While there, Diary’s colleague did indeed venture to the new Switch House and all the way to its 10th-story viewing deck. The views of London are, he attests, most spectacular. So too, it would seem, are the views into the new Neo Bankside development flats next door.
One of these puppies will set a punter back a cool £4.5m. Diary wonders what you get for that kind of money in this inflated property market.
Well, they’re beautifully furnished and appointed, with all the latest amenities and are located smack bang in the heart of London’s bustling metropolis. All ticks so far.
However you also get a spot on view of a bunch of plebs staring directly into your living room from about 20 feet away. Diary fears that this might keep your reclusive billionaires and shady Sheikhs from snapping up the properties quite as briskly as they may have done otherwise.
Sir Nicholas Serota, director of the Tate, and soon to be chair of the Arts Council England, has ridden to the rescue however with some incredibly practical – if, admittedly, fairly condescending – advice for prospective Neo Bankside tenants put off by the viewing deck. Just buy some curtains, you eejits!
“[Privacy] would be enhanced,” Serota told the Guardian “if those people decided that they might put up a blind or a net curtain or whatever, as is common in many places”.

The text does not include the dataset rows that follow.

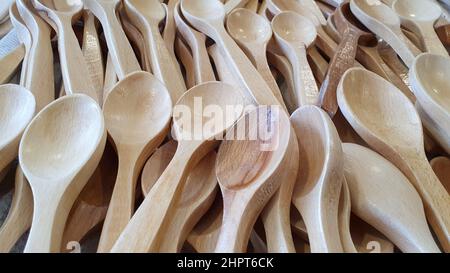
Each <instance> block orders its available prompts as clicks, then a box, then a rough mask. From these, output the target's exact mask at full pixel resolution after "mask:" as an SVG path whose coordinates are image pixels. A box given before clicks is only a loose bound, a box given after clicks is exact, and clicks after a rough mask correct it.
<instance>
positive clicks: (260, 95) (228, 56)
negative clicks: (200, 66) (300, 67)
mask: <svg viewBox="0 0 450 273" xmlns="http://www.w3.org/2000/svg"><path fill="white" fill-rule="evenodd" d="M181 10H182V12H183V14H184V16H185V18H186V19H187V20H188V21H189V22H190V23H191V25H192V26H194V27H195V28H197V30H199V31H201V32H203V33H204V34H206V35H208V36H209V37H210V38H212V39H213V40H214V41H215V42H216V43H217V44H218V46H219V48H220V49H221V52H222V55H223V57H224V59H225V60H226V61H227V63H228V66H229V67H230V70H231V71H232V73H233V74H234V75H235V76H236V78H238V79H239V80H240V82H242V84H243V86H244V87H245V88H246V91H247V92H248V93H249V94H251V95H252V96H253V98H254V99H255V101H256V102H257V103H259V104H261V105H279V104H280V103H279V101H278V99H277V98H276V97H275V96H274V95H273V93H272V91H271V89H270V87H269V86H268V85H267V83H266V81H264V79H263V78H262V76H261V75H260V74H259V73H258V72H257V70H256V68H255V67H254V66H253V65H252V63H251V62H250V60H249V59H248V58H247V57H246V55H245V54H244V53H243V52H242V50H241V49H240V48H239V46H238V45H237V44H236V43H235V42H234V40H233V39H232V38H231V37H230V36H229V35H228V33H227V31H226V30H225V27H224V26H223V22H224V19H225V9H224V7H223V4H222V3H220V2H219V1H218V0H183V1H182V2H181Z"/></svg>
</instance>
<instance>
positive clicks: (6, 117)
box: [0, 84, 36, 171]
mask: <svg viewBox="0 0 450 273" xmlns="http://www.w3.org/2000/svg"><path fill="white" fill-rule="evenodd" d="M35 110H36V102H35V100H34V96H33V94H32V93H30V91H28V90H27V89H25V88H24V87H22V86H19V85H15V84H4V85H0V171H2V170H3V169H5V168H6V167H7V166H8V165H9V164H10V163H11V162H12V161H13V160H14V159H15V158H16V157H17V151H18V148H19V142H20V139H21V138H22V134H23V132H24V130H25V127H26V126H27V125H28V123H29V122H30V121H31V119H32V118H33V116H34V113H35Z"/></svg>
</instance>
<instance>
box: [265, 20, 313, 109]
mask: <svg viewBox="0 0 450 273" xmlns="http://www.w3.org/2000/svg"><path fill="white" fill-rule="evenodd" d="M272 28H273V31H274V33H275V38H276V41H277V42H278V44H279V45H280V48H281V50H282V51H283V52H284V55H285V56H286V57H288V59H289V61H290V62H291V64H292V67H293V71H294V80H295V90H296V91H295V93H296V99H297V104H296V106H297V107H300V106H304V105H317V104H318V99H319V92H318V88H317V84H316V81H315V79H314V75H313V73H312V71H311V68H310V66H309V64H308V60H307V58H306V48H307V47H309V46H310V45H311V44H312V43H313V42H314V40H315V39H316V35H317V33H316V30H315V28H314V25H313V24H312V23H311V22H310V21H309V20H308V19H307V18H305V17H303V16H301V15H298V14H296V13H294V12H291V11H288V12H282V13H280V14H278V15H277V16H275V17H274V18H273V20H272Z"/></svg>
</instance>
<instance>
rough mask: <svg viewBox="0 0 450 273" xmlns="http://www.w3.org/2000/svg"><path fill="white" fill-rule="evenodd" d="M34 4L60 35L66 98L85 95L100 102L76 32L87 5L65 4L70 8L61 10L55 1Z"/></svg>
mask: <svg viewBox="0 0 450 273" xmlns="http://www.w3.org/2000/svg"><path fill="white" fill-rule="evenodd" d="M64 1H69V0H64ZM33 4H34V6H35V8H36V9H37V10H38V11H39V12H41V14H42V13H45V15H43V18H44V19H45V20H46V21H47V22H48V23H49V24H50V25H52V26H53V27H55V31H57V32H58V51H59V54H60V55H59V56H60V58H59V59H60V62H61V73H62V76H63V80H64V89H65V91H66V94H75V93H83V94H86V95H88V96H90V97H91V98H93V99H94V100H95V101H97V102H98V101H99V98H98V96H97V92H96V90H95V89H94V87H93V84H92V80H91V78H90V74H89V71H88V68H87V67H88V66H87V64H86V60H85V58H84V56H83V52H82V51H81V48H80V47H79V44H78V40H77V37H76V36H75V33H74V31H73V29H72V21H73V20H75V18H77V17H78V16H80V15H81V11H82V9H83V4H82V3H81V2H80V1H72V2H65V4H66V5H61V6H60V7H59V9H57V8H56V7H53V2H52V1H51V0H33Z"/></svg>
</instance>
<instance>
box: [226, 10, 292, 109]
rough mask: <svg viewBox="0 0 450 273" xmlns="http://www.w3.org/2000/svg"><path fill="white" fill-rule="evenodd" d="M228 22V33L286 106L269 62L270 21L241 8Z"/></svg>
mask: <svg viewBox="0 0 450 273" xmlns="http://www.w3.org/2000/svg"><path fill="white" fill-rule="evenodd" d="M226 24H227V30H228V33H229V34H230V35H231V37H233V39H234V40H235V41H236V42H237V43H238V45H239V46H240V47H241V48H242V49H243V50H244V52H245V53H246V54H247V56H249V57H250V58H251V59H252V61H253V63H254V65H255V67H256V69H257V70H258V72H259V73H260V74H261V76H262V77H263V79H264V80H265V81H266V83H267V84H268V85H269V87H270V89H271V90H272V93H273V95H274V96H275V97H276V98H277V99H278V101H279V104H280V105H282V106H283V107H284V108H286V106H285V105H284V101H283V97H282V96H281V91H280V89H279V88H278V85H277V82H276V81H275V79H274V78H273V75H272V72H271V71H270V68H269V64H268V63H267V57H266V51H267V44H268V43H269V41H270V39H271V38H272V28H271V26H270V23H269V22H268V21H267V20H266V19H264V17H262V16H260V15H258V14H256V13H254V12H252V11H250V10H247V9H243V8H239V9H236V10H234V11H233V12H232V13H230V15H228V17H227V22H226ZM286 111H287V109H286Z"/></svg>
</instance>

Curtains? That’s genius! If you’ve got £4.5 mill to spaff on a flat, surely you can pop down to B&Q and drop a fiver on a bolt of cloth and some shears. Have some fun with it and go wild with your patterns: flowers in the conservatory and something more muted for the master bedroom, to offset the size of your flat screen television.
One resident told the Guardian – “while entering the lobby” – that “it’s no fun… I’ve counted 50 people looking at me when I was in my house”. She said she had to keep the blinds down much of the time, but this made the flat gloomy. “I feel like I’m on display all the time”.
Diary senses a solution: the Tate charges people to use the balcony as they are gazing in at the “living art installations” across the way, and then splits the profits 50/50 with the oil barons, oligarchs and property magnates doubling as exhibitions.
Everybody wins… except for like 99.99 per cent of the rest of us.
Bradxit
Finally, Brangelina is no more and, well, yeah. Angelina Jolie and Brad Pitt have split – who will get the lion’s share of the brood? Who gets the pleasure-island in the Caribbean? The mansion in Los Angeles? The big flat in New York?
Diary doesn’t particularly care, if it’s being honest, but Angelina did some work with the Halo Trust (amongst other organisations: shout out to ActionAid) and NCVO are going to give a prize out to the first charity publication which infers some deeper meaning from the de-nuptialisation of Brad and Angelina for the wider sector. So, here goes:
THERE’S WAY WORSE AND MORE IMPORTANT THINGS HAPPENING THAN BRADXIT LIKE, YOU KNOW, ACTUAL BREXIT!
Pulitzer Prize please. Or failing that, a signed photograph of NCVO's most famous pin-up, Noodle the Cat.